Los Supersónicos tenían razón 

Si en retrospectiva los relatos de Julio Verne en su novela científica y satírica titulada De la Tierra a la Luna escrita en 1865 nos invitan a reflexionar sobre cómo la creatividad e imaginación de alguien pudiera influir al menos un poco, directa o indirectamente en que más de un siglo luego tres tripulantes lleguen por primera vez a la Luna, seguramente muchas de las escenas de serie animada creada en 1962 y escrita por William Hanna y Joseph Barbera denominada Los Supersónicos, nos provocan a que la telemedicina, las video llamadas o el teletrabajo vistas en aquel entonces como «del futuro», sean parte del hoy.
La fuerza con la que se hablaba en el último tiempo sobre tópicos como el teletrabajo, la digitalización, la sostenibilidad o la importancia del upskilling -reconversión laboral- ha venido creciendo de manera exponencial; y con ello, el clic de que no es una buena idea gestionar con todas las mismas recetas que en el pasado.
Nada es estático, el cambio es lo único constante. Tendencias y hechos sociales, políticos y económicos llevan a que se introduzcan, crezcan, maduren y caigan en declive determinados «conceptos» que necesitan ser decodificados a tiempo para no perder el tren o quedar obsoletos. Sin embargo, la llegada del COVID-19 ha ocasionado una aceleración sin precedentes de muchas cuestiones que venían emergiendo año atrás año, pero nunca tan latentes como ahora, como se ejemplifica:
-El comercio electrónico o e-commerce ha crecido de manera exponencial debido, en gran medida al aumento de consumo de medios digitales y el menor desplazamiento de las personas.
-El teletrabajo aumentará en aquellos empleos que lo permitan, y de esa manera, aparecerán nuevas estructuras organizativas y nuevos sistemas de evaluación de desempeño en las empresas, aunque ello suponga la necesidad de fomentar un cambio en la cultura organizacional: premiar la consecución de objetivos y no el control sobre las horas trabajadas.
Sin lugar a dudas, no es posible dimensionar los impactos que tiene el «gran chaparrón» de la pandemia para el sector empresarial, mucho menos tiene sentido sacar conclusiones de «blanco o negro» cuando aún sigue habiendo nuevos «estragos» y consecuencias.

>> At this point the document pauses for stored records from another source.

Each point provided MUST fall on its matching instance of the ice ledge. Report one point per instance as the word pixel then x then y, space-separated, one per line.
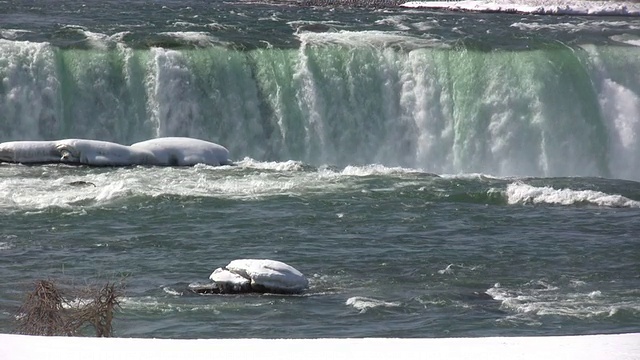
pixel 536 7
pixel 596 347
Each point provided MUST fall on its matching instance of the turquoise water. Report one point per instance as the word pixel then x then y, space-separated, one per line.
pixel 432 174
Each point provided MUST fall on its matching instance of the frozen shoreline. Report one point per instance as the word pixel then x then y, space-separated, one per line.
pixel 618 346
pixel 537 7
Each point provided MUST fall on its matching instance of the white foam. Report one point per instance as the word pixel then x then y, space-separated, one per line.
pixel 199 38
pixel 371 38
pixel 519 193
pixel 531 301
pixel 538 7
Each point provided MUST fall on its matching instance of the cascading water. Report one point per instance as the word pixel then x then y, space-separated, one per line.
pixel 342 99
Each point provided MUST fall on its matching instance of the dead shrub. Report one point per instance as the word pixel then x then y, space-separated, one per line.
pixel 47 310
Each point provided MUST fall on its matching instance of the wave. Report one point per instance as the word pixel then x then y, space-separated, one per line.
pixel 539 299
pixel 519 193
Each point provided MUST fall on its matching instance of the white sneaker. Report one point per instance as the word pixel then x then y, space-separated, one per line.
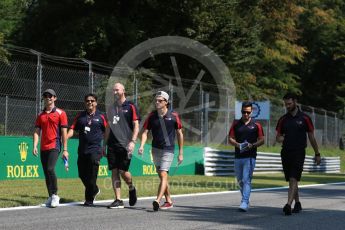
pixel 55 201
pixel 48 202
pixel 244 207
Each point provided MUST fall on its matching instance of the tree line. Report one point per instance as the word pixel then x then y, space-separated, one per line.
pixel 269 46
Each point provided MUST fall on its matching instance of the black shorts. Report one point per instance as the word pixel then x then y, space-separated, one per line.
pixel 292 162
pixel 118 158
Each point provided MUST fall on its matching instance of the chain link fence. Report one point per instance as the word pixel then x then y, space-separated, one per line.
pixel 29 73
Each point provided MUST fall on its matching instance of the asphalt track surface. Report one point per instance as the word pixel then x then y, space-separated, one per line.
pixel 323 208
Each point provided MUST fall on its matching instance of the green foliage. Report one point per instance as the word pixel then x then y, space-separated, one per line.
pixel 270 46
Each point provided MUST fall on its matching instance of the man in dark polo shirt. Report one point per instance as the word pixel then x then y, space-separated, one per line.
pixel 90 124
pixel 246 135
pixel 123 119
pixel 51 125
pixel 292 130
pixel 163 125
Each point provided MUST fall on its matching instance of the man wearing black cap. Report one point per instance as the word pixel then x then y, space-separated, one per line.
pixel 292 130
pixel 51 124
pixel 121 136
pixel 163 125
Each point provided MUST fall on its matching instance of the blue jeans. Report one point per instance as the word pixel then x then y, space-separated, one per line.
pixel 244 168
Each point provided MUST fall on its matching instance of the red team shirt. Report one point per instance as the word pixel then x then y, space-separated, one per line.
pixel 50 125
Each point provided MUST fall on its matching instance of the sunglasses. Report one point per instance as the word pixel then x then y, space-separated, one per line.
pixel 47 95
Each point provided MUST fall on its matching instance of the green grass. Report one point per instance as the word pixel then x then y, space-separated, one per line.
pixel 33 192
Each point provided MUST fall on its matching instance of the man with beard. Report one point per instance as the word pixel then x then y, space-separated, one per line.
pixel 163 124
pixel 123 119
pixel 51 124
pixel 90 125
pixel 292 130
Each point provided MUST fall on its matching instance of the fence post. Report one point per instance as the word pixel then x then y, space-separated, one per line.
pixel 6 114
pixel 227 123
pixel 38 82
pixel 89 63
pixel 135 90
pixel 325 128
pixel 207 104
pixel 171 92
pixel 201 103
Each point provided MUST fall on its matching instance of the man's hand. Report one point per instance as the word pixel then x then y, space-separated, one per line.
pixel 317 159
pixel 130 147
pixel 35 151
pixel 141 150
pixel 65 154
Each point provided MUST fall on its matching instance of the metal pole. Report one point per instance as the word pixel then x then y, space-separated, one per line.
pixel 89 63
pixel 135 90
pixel 201 100
pixel 38 82
pixel 6 115
pixel 325 128
pixel 207 102
pixel 171 92
pixel 227 123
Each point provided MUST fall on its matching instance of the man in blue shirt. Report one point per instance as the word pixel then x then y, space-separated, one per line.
pixel 121 136
pixel 246 135
pixel 90 125
pixel 163 125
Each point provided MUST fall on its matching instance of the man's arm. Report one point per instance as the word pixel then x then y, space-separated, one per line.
pixel 180 145
pixel 234 142
pixel 143 141
pixel 315 147
pixel 64 142
pixel 70 133
pixel 36 137
pixel 132 142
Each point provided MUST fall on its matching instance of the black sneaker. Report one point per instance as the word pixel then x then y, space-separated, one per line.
pixel 155 205
pixel 88 203
pixel 297 208
pixel 116 204
pixel 287 210
pixel 96 194
pixel 132 197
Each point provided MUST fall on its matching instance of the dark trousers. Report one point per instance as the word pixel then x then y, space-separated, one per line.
pixel 48 160
pixel 88 165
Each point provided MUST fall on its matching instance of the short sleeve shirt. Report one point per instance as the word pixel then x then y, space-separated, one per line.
pixel 294 129
pixel 242 132
pixel 91 128
pixel 50 125
pixel 120 120
pixel 163 129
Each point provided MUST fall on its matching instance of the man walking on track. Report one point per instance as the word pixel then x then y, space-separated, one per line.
pixel 163 125
pixel 292 130
pixel 51 124
pixel 123 119
pixel 90 125
pixel 246 135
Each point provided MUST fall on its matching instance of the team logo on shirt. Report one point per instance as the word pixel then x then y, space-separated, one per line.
pixel 23 151
pixel 116 119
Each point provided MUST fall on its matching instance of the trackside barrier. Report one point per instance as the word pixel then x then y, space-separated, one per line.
pixel 221 163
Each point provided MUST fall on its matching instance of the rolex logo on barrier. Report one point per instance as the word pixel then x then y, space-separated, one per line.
pixel 23 150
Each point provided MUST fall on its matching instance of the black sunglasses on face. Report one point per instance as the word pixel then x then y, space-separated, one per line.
pixel 47 95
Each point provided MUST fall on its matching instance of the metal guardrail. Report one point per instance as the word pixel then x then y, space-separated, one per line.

No obstante, algo parece ser cierto: el COVID-19 genera un punto de inflexión en el que los paradigmas que nos esclarecían la forma en que entendíamos el mundo, desaparecerán y darán lugar a nuevos.
A modo de conclusión
Desde la reestructuración y revisión de la forma en que se gestiona la crisis, el análisis de la gestión de personas y las nuevas formas de trabajo, la gestión financiera, el manejo de las disputas legales y contractuales, la coordinación de la comunicación y el cuidado de la marca en tiempos de emergencia sanitaria, y los impactos en las cadenas de suministro, entre otras cuestiones, deben ser estar en el foco por parte de quienes gestionan las empresas.
Muchas de las acciones de respuesta al COVID-19 llegaron para no irse. En la aceleración de los procesos de cambio, consecuencia de la pandemia, ha habido una fuerte consecución de experimentos, a ensayo y error, que permitieron cosas que, de forma contraria, habrían tardado años, y hasta décadas.
Desde la telemedicina hasta clases universitarias cien por ciento online, en el acuerdo o desacuerdo, el segmento de clientes ha «aprendido» y se ha educado sobre una cantidad de «nuevas propuestas de valor» y a partir de allí, seguramente naturalice su consumo y lo asimile a sus necesidades e intereses de consumo.